Cutuli et al. (13) reported that there were seven papillary carcinomas and five papillary and cribriform carcinomas among 31 male cases of ductal carcinoma in situ of the breast. Six of the 31 cases underwent lumpectomy and 25 mastectomy. All cases had negative nodes. Relapse-free survival was 83% at 10 years, since four cases had a local relapse. In addition, Lefkowitz et al. (14) reported 77 female cases of invasive or non-invasive intracystic papillary carcinoma of the breast. These cases had been treated with excisional biopsy or mastectomy, and had a 10-year disease-free survival rate of 91%. In the Japanese literature reviewed, most patients had undergone modified or standard radical mastectomy, but long-term follow-up data are not available. However, case no. 4 in Table 1 developed a local relapse of non-invasive ductal carcinoma (5). These results suggest that the optimal treatment for intracystic papillary carcinoma is excisional biopsy in cases of non-invasive carcinoma, and simple or modified radical mastectomy in cases of invasive carcinoma. Anyway, long-term follow-up is necessary after surgical treatment.

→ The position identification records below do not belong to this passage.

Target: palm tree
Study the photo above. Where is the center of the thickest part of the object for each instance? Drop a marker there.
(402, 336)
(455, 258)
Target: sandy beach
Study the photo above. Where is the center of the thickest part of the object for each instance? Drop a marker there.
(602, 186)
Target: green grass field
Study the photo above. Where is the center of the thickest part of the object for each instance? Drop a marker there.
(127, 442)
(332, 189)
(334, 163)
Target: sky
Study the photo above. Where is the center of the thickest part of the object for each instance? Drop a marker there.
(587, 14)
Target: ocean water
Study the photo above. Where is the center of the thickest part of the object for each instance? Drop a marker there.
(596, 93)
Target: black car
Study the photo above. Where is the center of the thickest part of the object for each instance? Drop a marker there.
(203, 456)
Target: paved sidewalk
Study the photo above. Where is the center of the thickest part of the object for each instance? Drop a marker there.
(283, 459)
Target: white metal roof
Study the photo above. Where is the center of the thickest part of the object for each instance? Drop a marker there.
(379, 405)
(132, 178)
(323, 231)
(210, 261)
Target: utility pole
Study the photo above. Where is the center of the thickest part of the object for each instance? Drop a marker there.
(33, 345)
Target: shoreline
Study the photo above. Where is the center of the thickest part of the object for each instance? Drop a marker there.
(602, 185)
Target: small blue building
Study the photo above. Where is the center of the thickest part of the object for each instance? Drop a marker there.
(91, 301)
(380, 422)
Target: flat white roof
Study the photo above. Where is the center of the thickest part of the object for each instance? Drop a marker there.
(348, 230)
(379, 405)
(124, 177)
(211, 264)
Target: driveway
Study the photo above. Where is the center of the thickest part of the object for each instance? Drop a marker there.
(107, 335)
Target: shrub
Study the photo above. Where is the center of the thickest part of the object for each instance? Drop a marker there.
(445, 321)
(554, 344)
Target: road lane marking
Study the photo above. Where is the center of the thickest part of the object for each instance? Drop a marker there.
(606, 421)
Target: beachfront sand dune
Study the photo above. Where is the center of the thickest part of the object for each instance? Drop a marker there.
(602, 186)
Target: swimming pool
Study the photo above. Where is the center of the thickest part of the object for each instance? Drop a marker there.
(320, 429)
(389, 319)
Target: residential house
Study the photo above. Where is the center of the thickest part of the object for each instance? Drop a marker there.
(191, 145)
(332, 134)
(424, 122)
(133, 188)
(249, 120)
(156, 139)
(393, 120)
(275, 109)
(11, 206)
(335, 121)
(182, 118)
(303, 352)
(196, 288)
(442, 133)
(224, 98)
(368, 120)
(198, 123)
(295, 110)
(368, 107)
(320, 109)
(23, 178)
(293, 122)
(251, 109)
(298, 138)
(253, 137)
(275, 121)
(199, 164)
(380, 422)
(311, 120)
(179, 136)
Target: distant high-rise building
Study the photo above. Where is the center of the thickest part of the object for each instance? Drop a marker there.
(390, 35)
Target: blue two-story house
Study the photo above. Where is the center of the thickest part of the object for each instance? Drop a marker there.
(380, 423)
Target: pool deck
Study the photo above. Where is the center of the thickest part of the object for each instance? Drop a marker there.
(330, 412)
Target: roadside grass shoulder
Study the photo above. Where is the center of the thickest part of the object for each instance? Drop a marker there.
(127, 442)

The etiology remains unknown, but it is thought that intracystic papillary carcinoma arises in larger, more centrally placed ducts, and tumor development and its secretion cause the cystic dilatation (14). The differential diagnosis of intracystic papillary lesions should be made on histopathological specimens. Tsuda et al. (15) reported that loss of heterozygosity (LOH) on chromosome 16q was a useful marker for intracystic papillary carcinoma, since intraductal papilloma showed no LOH. Using this method by the polymerase chain reaction, the malignant potential of intracystic papillary lesions may be more clearly determined.

In conclusion, we report a rare case of intracystic papillary carcinoma of the breast in a male. An excisional biopsy and long-term follow-up are indicated in this disease.

Acknowledgment

The author is very grateful to Dr Kiyoshi Mukai, Pathology Division, National Cancer Center Research Institute East, for his advice.

References

1. Haagensen CD. Carcinoma of the male breast. In: Haagensen CD, editor. Diseases of the Breast. Philadelphia: W. B. Saunders 1986;977.

2. Noguchi M, Miwa K, Miyazaki I. Intracystic carcinoma of the breast in an elderly man. Jpn J Surg 1983;13:519-23. MEDLINE Abstract

3. Watanabe O, Haga S, Shimizu T, Iida T, Haga Y, Koyama K. A case of intracystic and non-invasive carcinoma of the male breast accompanied by intracystic papilloma. Nippon Rinsho Geka Gakkai Zasshi 1986;47:1255-8 (in Japanese).

4. Sasahashi N, Nakajima A, Sato Y, Nabeyama A, Okada Y, Ogino T. A case of intracystic carcinoma of the male breast. Rinsho Geka 1992;47:1639-42 (in Japanese).

5. Kato M, Ishigure H, Matsuda M, Igaki H, Watanabe T, Mizuno J, et al. A case of intracystic carcinoma of the male breast. Nyugan No Rinsho 1997;12:230-4 (in Japanese).

6. Yabuki K, Yamamoto S. A case of double cancer of the male breast and stomach. Geka Shinryo 1982;3:355-62 (in Japanese).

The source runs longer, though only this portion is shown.